Prior morphine exposure enhances ibogaine antagonism of morphine-induced dopamine release in rats.

Neuropharmacology  – January 01, 1996

Source: PubMed

Summary

Prior exposure to morphine significantly enhances ibogaine's ability to block morphine-induced dopamine release. In a study involving female Sprague-Dawley rats, those pretreated with morphine showed complete inhibition of dopamine elevation when administered ibogaine. This effect was observed after a regimen of morphine (20 mg/kg) followed by ibogaine (10 mg/kg). Importantly, neither saline nor morphine alone affected dopamine levels, highlighting the unique interaction between prior opioid exposure and ibogaine's antagonistic properties. These findings may have important implications for treating opioid addiction.

Abstract

The present study examines the effect of prior morphine exposure on ibogaine antagonism of morphine-induced dopamine release.

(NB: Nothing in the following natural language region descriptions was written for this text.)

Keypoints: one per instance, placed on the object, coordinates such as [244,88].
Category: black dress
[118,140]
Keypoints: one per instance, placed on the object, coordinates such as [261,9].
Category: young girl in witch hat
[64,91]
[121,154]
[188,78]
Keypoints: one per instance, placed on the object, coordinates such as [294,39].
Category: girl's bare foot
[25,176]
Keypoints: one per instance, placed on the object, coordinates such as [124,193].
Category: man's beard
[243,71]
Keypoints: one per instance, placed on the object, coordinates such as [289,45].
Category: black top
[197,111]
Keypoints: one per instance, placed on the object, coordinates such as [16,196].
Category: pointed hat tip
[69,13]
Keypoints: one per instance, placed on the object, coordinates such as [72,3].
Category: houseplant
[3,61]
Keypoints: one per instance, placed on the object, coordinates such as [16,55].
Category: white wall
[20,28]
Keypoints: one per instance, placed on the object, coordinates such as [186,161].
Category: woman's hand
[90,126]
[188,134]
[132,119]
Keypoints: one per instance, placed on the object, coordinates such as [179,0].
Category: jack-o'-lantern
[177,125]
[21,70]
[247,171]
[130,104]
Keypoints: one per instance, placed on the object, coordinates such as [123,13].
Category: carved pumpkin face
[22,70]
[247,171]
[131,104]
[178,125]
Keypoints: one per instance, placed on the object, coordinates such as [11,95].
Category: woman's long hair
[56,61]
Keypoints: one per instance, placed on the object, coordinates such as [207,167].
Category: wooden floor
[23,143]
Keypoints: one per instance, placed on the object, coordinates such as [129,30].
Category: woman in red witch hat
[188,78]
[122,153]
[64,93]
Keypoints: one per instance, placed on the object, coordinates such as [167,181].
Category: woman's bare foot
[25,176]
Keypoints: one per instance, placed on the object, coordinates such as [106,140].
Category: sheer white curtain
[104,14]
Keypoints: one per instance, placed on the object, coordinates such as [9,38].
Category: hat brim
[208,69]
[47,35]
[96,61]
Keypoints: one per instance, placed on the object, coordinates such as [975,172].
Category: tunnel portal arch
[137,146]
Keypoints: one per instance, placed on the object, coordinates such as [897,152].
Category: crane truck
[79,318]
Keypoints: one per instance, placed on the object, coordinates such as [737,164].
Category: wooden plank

Female Sprague-Dawley rats were pretreated once a day for 2 days with morphine (20 mg/kg, i.p.) or saline and given a low dose of ibogaine (10 mg/kg, i.p.) or saline 5 hr after the last morphine or saline injection. Nineteen hours later, rats (awake and freely moving) were challenged with morphine (5 mg/kg, i.p.), and dopamine and its metabolites were monitored in the striatum and nucleus accumbens using in vivo microdialysis. Neither saline pretreatment, morphine pretreatment, nor ibogaine alone altered morphine-induced increases in extracellular dopamine and dopamine metabolites in either structure. However, when morphine pretreatment was combined with ibogaine, the morphine-induced elevation of dopamine, but not of metabolites, was completely blocked. These data suggest that prior morphine exposure enhances an opioid antagonist action of ibogaine on dopaminergic systems and that prior drug exposure may be a clinically significant determinant of ibogaine efficacy and/or potency in the treatment of opioid addiction.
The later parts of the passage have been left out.